What's the reason for the second condition of the pumping lemma(s)?

Question

For a language $L$ with pumping length $p$, and a string $s\in L$, the pumping lemmas are as follows:

Regular version: If $|s| \geq p$, then $s$ can be written as $xyz$, satisfying the following conditions:

1. $|y|\geq 1$
2. $|xy|\leq p$
3. $ \forall i\geq 0: xy^iz\in L$

Context-free version: If $|s| \geq p$, then $s$ can be written as $uvxyz$, satisfying the following conditions:

1. $|vy|\geq 1$
2. $|vxy|\leq p$
3. $ \forall i\geq 0: uv^ixy^iz\in L$

My question is this: Why do we have condition 2 in the lemma (for either case)? I understand that condition 1 essentially says that the "pumpable" (meaning nullable or arbitrarily repeatable) substring has to have some nonzero length, and condition 3 says that the pumpable substring can be repeated arbitrarily many times without deriving an invalid string (with respect to $L$). I'm not sure what the second condition means or why it is important. Is there a simple but meaningful example to illustrate its importance?

Answer 1

When proving that a language isn't regular/context free it is quite useful to be able to limit the area containing the pumped string. The classical example is proving $\{a^n b^n \colon a \ge 0\}$ non-regular: If you take $\sigma = a^p b^p$, where $p$ is the lemma's constant, then without condition (2) you have to consider the three pieces into which $\sigma$ can be cut to be formed of $a$, of $b$, or both.
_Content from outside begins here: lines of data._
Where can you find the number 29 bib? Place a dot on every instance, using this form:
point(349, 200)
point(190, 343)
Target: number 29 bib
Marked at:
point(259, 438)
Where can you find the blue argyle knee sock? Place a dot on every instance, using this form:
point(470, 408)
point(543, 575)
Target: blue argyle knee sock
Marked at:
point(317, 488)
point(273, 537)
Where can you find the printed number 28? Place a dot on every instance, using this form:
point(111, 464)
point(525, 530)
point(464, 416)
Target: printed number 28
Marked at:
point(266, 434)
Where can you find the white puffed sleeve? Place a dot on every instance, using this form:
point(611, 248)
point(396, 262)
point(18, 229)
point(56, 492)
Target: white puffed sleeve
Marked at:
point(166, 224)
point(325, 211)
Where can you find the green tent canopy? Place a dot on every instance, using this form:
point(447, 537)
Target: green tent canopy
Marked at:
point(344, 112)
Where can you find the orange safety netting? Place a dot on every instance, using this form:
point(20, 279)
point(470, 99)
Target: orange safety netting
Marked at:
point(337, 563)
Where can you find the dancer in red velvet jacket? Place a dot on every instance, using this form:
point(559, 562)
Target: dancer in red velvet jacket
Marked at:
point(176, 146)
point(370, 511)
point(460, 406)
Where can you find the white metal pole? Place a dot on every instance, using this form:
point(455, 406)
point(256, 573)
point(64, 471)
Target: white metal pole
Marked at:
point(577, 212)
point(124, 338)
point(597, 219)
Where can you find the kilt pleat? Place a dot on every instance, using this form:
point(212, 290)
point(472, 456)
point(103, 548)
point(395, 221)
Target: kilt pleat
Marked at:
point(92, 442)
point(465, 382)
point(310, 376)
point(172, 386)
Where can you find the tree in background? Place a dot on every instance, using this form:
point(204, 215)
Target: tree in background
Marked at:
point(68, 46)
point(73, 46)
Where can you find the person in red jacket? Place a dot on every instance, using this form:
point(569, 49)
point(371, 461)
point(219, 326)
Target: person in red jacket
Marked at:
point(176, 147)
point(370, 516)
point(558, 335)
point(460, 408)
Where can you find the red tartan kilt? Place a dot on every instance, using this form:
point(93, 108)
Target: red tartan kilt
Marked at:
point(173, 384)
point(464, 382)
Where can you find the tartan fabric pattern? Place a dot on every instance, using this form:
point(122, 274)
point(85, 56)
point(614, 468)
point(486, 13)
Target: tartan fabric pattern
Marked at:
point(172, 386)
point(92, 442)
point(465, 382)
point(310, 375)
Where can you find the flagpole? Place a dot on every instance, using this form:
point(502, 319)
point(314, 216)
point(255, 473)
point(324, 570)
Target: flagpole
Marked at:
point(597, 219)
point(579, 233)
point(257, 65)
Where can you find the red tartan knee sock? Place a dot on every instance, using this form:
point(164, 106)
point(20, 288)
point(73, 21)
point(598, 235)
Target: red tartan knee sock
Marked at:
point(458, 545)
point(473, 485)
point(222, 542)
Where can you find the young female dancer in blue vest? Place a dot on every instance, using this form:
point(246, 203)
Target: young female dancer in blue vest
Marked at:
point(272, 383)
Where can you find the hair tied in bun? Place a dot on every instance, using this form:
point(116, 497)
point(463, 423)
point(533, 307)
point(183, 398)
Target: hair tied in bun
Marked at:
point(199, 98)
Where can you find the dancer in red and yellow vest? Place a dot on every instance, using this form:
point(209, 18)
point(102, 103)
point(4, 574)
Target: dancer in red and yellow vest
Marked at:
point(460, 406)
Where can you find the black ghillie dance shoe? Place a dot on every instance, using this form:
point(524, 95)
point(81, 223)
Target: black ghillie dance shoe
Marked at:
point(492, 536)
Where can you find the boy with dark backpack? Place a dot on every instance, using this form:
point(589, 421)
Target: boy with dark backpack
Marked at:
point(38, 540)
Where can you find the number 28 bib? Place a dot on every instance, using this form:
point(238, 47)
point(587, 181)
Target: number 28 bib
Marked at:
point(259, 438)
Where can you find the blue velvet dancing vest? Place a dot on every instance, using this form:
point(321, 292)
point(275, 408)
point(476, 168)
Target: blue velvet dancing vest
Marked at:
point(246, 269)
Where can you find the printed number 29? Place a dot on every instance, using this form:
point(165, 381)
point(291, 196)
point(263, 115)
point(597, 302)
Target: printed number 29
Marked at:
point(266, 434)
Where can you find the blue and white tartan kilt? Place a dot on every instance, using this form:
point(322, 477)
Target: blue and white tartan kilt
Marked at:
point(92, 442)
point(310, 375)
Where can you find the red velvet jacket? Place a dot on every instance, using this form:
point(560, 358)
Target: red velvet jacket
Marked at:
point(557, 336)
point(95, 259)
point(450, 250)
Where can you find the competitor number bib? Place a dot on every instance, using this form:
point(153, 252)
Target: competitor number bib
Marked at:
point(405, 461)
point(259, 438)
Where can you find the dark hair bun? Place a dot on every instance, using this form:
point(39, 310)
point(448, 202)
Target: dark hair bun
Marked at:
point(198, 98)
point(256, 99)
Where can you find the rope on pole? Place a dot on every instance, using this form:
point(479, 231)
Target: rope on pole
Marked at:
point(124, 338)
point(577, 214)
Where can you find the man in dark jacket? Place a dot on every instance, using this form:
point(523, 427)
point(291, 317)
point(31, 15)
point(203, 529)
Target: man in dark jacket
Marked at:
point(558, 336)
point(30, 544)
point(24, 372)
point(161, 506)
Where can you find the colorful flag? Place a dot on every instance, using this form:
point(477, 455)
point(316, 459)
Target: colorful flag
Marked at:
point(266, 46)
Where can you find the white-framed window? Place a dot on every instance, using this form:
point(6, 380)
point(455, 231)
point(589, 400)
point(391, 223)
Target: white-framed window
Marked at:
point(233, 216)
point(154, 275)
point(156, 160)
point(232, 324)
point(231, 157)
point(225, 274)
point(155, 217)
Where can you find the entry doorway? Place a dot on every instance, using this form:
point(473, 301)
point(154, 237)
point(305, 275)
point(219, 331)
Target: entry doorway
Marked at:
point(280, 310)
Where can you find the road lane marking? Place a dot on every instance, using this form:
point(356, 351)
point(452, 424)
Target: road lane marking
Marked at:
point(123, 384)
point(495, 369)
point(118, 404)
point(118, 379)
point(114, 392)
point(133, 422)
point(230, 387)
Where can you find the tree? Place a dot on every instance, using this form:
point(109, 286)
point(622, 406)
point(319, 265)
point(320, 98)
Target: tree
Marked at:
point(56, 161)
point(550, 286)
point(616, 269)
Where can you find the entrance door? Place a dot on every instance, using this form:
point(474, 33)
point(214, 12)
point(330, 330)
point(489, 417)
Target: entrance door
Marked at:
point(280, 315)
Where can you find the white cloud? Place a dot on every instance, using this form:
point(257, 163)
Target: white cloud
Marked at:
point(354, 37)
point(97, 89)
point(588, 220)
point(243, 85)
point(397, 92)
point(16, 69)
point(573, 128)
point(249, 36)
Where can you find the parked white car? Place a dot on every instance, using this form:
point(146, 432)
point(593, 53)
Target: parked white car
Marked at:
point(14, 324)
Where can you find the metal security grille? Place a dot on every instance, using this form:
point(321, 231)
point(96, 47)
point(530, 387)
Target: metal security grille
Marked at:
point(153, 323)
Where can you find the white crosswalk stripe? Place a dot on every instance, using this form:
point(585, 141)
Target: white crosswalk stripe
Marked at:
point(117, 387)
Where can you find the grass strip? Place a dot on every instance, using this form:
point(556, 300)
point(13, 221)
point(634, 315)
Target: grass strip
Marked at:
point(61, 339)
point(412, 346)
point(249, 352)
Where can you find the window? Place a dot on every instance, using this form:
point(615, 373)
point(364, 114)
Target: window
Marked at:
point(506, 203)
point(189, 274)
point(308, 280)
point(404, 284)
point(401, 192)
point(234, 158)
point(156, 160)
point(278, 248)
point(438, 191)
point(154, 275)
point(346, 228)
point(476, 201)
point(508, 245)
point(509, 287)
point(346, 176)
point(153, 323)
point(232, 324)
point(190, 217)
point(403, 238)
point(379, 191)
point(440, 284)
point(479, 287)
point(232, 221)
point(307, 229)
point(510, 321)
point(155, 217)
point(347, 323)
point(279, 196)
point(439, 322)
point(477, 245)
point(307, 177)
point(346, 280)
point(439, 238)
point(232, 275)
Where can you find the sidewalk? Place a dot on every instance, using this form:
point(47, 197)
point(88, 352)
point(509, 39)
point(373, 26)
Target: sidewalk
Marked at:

Can be done, but is a lot more complicated. In the language given in the question (same number of $a$ and $b$), you can select $\sigma = a^p b^p$, and unless you can force the piece pumped to be just $a$ or $b$ you won't go anywhere, and there condition (2) is vital.

Answer 2

Consider the language of words over $\{a,b\}$ consisting of words with an equal number of $a$s and $b$s. This language is context-free but not regular. To show that it is not regular using the pumping lemma, you start with the word $a^pb^p$ and pump $y$, which must consist solely of $a$s. Without condition (2), this wouldn't work: you can pump $ab$ (in the middle) and remain inside the language. Moreover, for any word that you start with, you will be able to find one of the substrings $ab,ba$ which you could then pump.

Similar considerations show that condition (2) is needed for proving that the language over $\{a,b,c\}$ consisting of those words having an equal number of $a$s, $b$s and $c$s is not context-free.